A/N: Yey! The holiday season is upon us and that must mean... NaNoWriMo has wrapped up. For those waiting (patiently and impatiently) for the sequel to Broken Ties, this is not it. *Ducks flying rotten fruit.* That story could not be done in one month, and I really needed something a bit zany for November. This story is complete, so I intend to post it in full before Christmas. I hope you all enjoy this as much as I enjoyed writing it. The main character has a lot on her plate, but before long, she gets into the spirit of things. :)

Another quick note: while the title of this story was inspired by ExperimentalNotion's excellent fanfic, "There and Back and Back Again", the stories are utterly different. If anyone has not read that story, I'd highly recommend it. It had me laughing all the way through.

That said, onward!


23 November TA 2941

Buttercup Baggins stumbled from the makeshift infirmary with its stench of blood and decay, thrusting tent flaps aside in a desperate bid for freedom. She could take no more. Tears stung her eyes and fell in silent rivulets down her cheeks. Moans pursued her, those of the poor souls injured and dying this day.

Hobbits were not meant for this. Not meant to see such horrors as she'd beheld. They belonged in their rolling fields of green, safe from the outside world and its evils. Where deprivation was almost unknown, where the most frightening thing a person had to endure was the harsh tongue of Lobelia Sackville-Baggins.
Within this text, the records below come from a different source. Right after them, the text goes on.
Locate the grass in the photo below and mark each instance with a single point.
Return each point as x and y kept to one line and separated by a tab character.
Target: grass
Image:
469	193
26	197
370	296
Bilbo was right to flee. The very day Gandalf had approached her older brother about an adventure, her sibling had grabbed his overnight bag and packed in a rush. Not to join the wizard's venture. Oh no, not her staid brother.

No, Bilbo had waited only until the wizard had finished "defacing" the door to their home and departed, his pointed gray hat disappearing down Bagshot Row. The second Gandalf was out of sight, Bilbo had snuck out their green front door…and bolted in the opposite direction, babbling over one shoulder about a sudden and desperate need to visit their relatives in Crickhollow.

Leaving a stunned Buttercup standing in the round doorway.

Buttercup, with her head full of fanciful dreams and a hunger to experience more than Hobbiton could offer.

Buttercup, who had inherited a full measure of their mother, Belladonna's, thirst to experience life to its fullest.

Buttercup, who was terribly more Tookish than Bilbo thought respectable.

The dangled lure of adventure had proved too much. While Bilbo raced off to safety, she had done the opposite, hopping through their smial with unrestrained exuberance and shaking her hips to music only she could hear.

She was going on an adventure!

A quick raid of her brother's wardrobe provided her with knickers, tunic, vest and long coat. How she'd wriggled in delight as she'd disguised her curves—though she could have done without the discomfort of binding her chest flat, mind. A small price to pay, all things considered, but Buttercup enjoyed her creature comforts, and such restraints definitely fell under the heading of Not Comfortable.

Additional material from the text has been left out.